To ensure patient safety while performing any intervention, according to the SCPE of the Health Professions Council (HPC), healthcare professionals must be competent and well trained. In most circumstances, from an ethical point of view, before any intervention or treatment, patient consent has to be acquired; however, in resuscitation scenarios, the situation is somewhat different and intervention without the consent is deemed legal to preserve the patient's life (Royale College of Nursing). However, resuscitation decisions become more complicated if the arrested patients are seriously ill or in cases of genetic anomaly in neonatal patients which bring concerns regarding viability. Resuscitation is predominantly prevented in such cases, as it can either be futile for survival or extend the process of dying. Therefore, rescuers and providers should also be educated about ethical and legal issues [33]. Moreover, the decision as to when to end the resuscitation process belongs to the team leader, and this must be made explicit to the parents, with sensitivity [34].
There are four basic ethical principles surrounding health decisions: beneficence, non-maleficence, autonomy and justice [35]. Beneficence involves ensuring the patient’s best interest. Consequently, to begin CPR, the rescuers must be certified and trained to do so. Meanwhile, non-maleficence prescribes avoiding injury or harm to the patient by the provider. Hence, to guarantee the delivery of safe and effective patient care, the TS of CPR must be properly taught and revised by the teachers [33].
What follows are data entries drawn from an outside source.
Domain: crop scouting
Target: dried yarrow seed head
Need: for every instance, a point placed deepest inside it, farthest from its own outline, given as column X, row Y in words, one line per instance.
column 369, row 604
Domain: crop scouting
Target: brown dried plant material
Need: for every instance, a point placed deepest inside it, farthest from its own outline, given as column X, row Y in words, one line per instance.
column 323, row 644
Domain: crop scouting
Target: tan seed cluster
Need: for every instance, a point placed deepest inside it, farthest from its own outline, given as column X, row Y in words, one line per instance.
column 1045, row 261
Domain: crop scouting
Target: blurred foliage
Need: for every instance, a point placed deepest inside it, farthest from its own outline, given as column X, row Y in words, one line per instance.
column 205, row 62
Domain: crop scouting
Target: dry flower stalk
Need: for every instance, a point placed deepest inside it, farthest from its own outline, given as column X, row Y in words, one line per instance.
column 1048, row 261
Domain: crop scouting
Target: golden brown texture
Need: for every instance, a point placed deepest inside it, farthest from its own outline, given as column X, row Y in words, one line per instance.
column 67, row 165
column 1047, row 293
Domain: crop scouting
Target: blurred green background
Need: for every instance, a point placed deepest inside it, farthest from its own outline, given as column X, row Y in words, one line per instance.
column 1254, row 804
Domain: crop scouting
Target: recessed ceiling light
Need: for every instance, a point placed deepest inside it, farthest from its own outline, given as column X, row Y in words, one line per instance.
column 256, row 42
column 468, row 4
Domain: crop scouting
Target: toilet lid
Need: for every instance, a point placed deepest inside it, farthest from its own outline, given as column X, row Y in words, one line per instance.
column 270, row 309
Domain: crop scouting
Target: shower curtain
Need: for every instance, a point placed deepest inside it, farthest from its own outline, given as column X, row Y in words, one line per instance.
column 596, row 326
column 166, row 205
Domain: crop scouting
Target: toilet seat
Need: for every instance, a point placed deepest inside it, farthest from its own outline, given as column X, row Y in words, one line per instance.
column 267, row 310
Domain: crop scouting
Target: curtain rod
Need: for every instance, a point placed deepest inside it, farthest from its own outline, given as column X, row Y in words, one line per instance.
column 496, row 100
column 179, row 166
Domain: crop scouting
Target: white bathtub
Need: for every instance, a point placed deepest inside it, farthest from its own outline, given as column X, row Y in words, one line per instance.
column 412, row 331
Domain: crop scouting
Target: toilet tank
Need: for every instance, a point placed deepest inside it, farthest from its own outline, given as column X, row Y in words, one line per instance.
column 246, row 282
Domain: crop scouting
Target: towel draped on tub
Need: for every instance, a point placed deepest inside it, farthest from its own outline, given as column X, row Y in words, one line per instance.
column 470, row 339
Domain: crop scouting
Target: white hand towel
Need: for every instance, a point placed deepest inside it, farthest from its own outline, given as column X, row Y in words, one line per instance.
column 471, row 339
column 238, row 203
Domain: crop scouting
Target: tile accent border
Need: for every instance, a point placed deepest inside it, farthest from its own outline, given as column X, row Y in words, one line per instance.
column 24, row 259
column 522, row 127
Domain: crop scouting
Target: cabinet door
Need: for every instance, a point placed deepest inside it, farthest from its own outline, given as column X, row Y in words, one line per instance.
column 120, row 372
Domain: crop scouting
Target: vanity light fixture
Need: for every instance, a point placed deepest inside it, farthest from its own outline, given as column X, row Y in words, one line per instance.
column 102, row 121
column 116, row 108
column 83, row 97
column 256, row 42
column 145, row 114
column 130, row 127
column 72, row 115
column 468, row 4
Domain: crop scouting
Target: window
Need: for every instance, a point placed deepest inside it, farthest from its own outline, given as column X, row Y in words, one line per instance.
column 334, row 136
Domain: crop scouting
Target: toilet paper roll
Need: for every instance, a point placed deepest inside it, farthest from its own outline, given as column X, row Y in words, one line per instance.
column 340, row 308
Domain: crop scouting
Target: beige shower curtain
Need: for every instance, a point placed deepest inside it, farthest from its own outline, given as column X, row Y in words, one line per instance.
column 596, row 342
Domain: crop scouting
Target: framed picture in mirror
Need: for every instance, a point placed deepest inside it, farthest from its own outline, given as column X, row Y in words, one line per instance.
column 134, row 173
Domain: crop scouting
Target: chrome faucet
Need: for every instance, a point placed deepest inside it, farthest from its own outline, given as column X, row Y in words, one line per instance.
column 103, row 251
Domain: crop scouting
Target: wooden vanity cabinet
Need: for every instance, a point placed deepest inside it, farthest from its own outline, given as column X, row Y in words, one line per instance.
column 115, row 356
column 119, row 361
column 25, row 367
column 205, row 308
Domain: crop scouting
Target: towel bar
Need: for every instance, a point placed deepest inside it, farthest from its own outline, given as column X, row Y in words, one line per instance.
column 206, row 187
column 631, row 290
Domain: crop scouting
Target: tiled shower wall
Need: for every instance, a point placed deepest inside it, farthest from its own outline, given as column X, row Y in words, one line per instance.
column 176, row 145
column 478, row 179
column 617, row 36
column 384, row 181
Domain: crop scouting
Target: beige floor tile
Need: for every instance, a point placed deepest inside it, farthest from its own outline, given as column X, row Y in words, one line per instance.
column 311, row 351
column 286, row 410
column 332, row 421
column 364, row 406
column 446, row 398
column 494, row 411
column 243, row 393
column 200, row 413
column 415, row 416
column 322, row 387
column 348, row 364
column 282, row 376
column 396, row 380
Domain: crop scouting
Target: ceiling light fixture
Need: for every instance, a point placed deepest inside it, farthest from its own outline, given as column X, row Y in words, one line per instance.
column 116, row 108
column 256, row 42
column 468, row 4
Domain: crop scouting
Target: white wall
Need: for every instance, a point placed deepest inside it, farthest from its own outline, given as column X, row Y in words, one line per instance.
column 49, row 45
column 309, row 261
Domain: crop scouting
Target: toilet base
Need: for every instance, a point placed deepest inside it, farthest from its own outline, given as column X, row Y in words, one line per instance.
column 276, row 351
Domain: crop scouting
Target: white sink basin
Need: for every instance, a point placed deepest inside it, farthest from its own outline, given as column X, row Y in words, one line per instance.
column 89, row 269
From the perspective of autonomy, patients have the right to make their own decisions about their health and treatment, and the principle of justice dictates that care must be provided regardless of race, ethnicity or religion [6]. Legal advice should be requested if a child’s parents reject suitable and effective treatment for reasons of religion or belief: then the decision must be considered by the doctors in the patient’s best interest. Hence, particular documentation is necessary to demonstrate the reasons underlying such a decision [31]. Furthermore, whilst conveying life-sustaining treatment to patients, healthcare practitioners should weigh the benefits and risks to avoid harm [36-40].
Conclusion
To conclude, to achieve successful practice during CPR, TS and NTS should be considered as related factors [7,9,28,41-43]. Therefore, hopefully by avoiding any legal complaints and satisfying the suggested implications, practice in healthcare will progress and satisfactory outcomes to CPR will be increased [44-47].